I was at Jimmy's for 3 years but was allowed to stay for a while as a staff nurse after I had passed my exam, as my friend had to do a re-take and we wanted to go together to do midwifery in Scotland.

Jean & I did our midwifery training at Lennox Castle Maternity Hospital, Campsie, Scotland. A year long course in two halves with an exam in the middle. I remember the practicals – we were allocated a patient and a doctor and had to do a written test too. We lived in Nissan huts, which were in field on flat land, just below the castle. It was lovely countryside. The hospital was attached to a main hospital in Glasgow – wards were brick built, but newly built – a T shape. When babies were born, we had to carry them outside in a basket, with two handles, to the ward they would be in. Mums & babies stayed 10 days.
Premature babies had their own ward & had to be sat up in their cots with a tube in the nose for feeding. There were no incubators in our hospital – the ‘prems’ would be dressed in hand knitted hats and coats. We never lost a ‘prem’ when I was there – I remember the consultant said it was the Campsie air.
There was also a mental hospital for men next door – they lived in Nissan huts. These men would invite the nurses to a dance! We couldn’t say no! One man would often come & play the spoons outside the door of our nissan huts.

We did two weeks training in Glasgow. There was a central place where we stayed, with a sister to organize who would answer calls. All the patients were under a midwife.
We had a car to get to the night deliveries after a certain hour (or we might have got lost!). We delivered babies in the Gorbals – all the family would sleep in one bed in one room – toilets were outside. During labour, the children would be in bed & the mother would be on an eiderdown on the floor. After we had checked the afterbirth it would be wrapped in newspaper & taken away by the husbands.

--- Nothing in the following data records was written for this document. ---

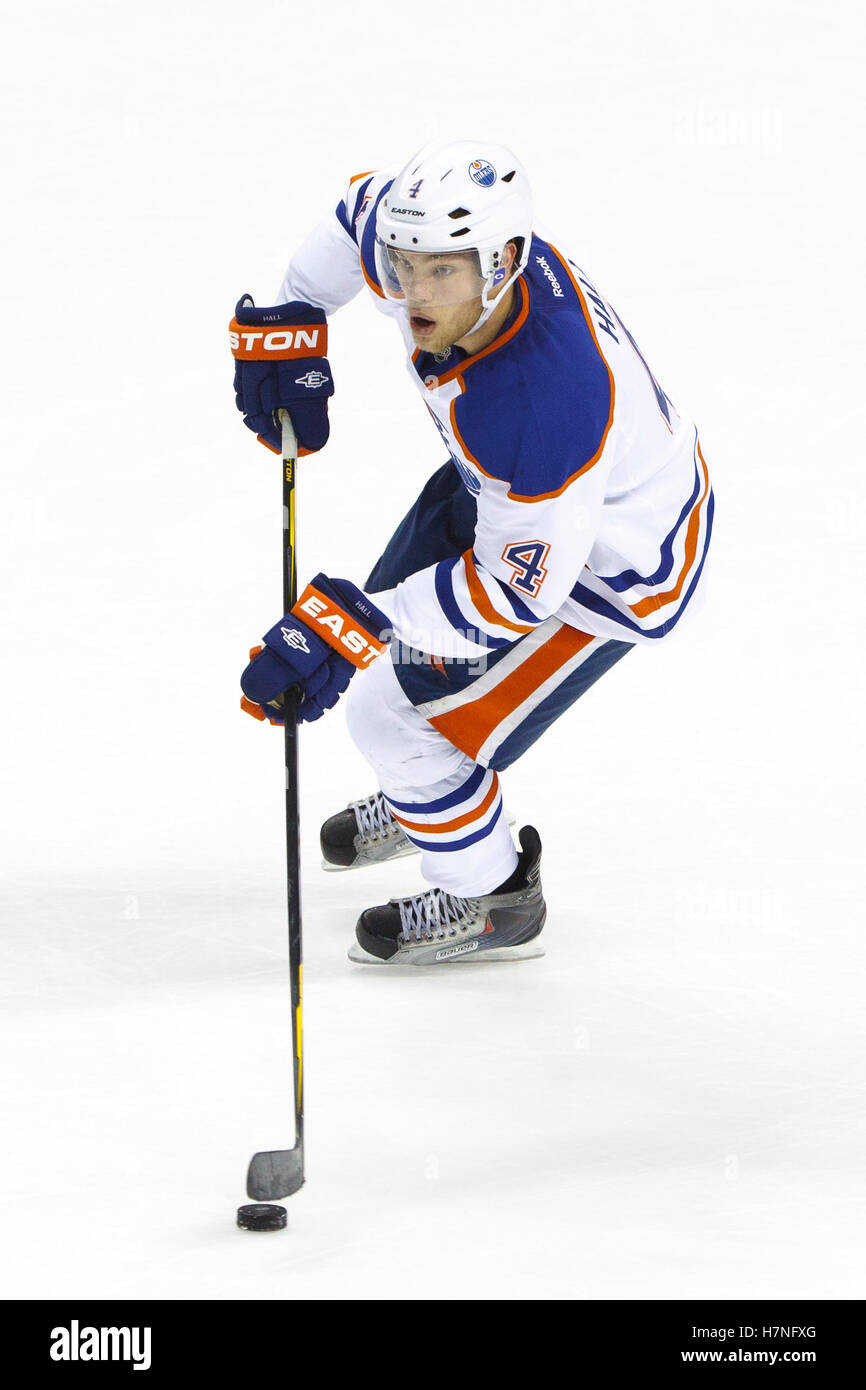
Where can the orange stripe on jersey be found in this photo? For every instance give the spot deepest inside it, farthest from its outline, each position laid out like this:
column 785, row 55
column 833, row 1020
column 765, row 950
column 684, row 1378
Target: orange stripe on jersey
column 459, row 822
column 469, row 726
column 376, row 288
column 483, row 601
column 656, row 601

After our training we went back to Leeds & applied for jobs in the town centre – the council offices. We went to an office over Leeds Market every Friday to get our wages. We were given our money in a little packet and would then head straight to the market to spend it on strawberries & ice-cream!
Jean & I lived in prefabs at 41 Cottingley Drive (all gone now). We had a gas fridge! The kitchen was tin & clanged when you shut the door. There were 2 bedrooms – but we shared one & used the other as a box room. I was midwife in Leeds for less than a year as I met my husband & married – and once married we had to leave work. There were no married nurses at Jimmies.

I used to have a little red book with the names and weight & length of babies born in Lennox Castle. ‘My babies’ will be in their early 60’s now.


A memory shared by Isobel Buck on Jun 17th, 2013.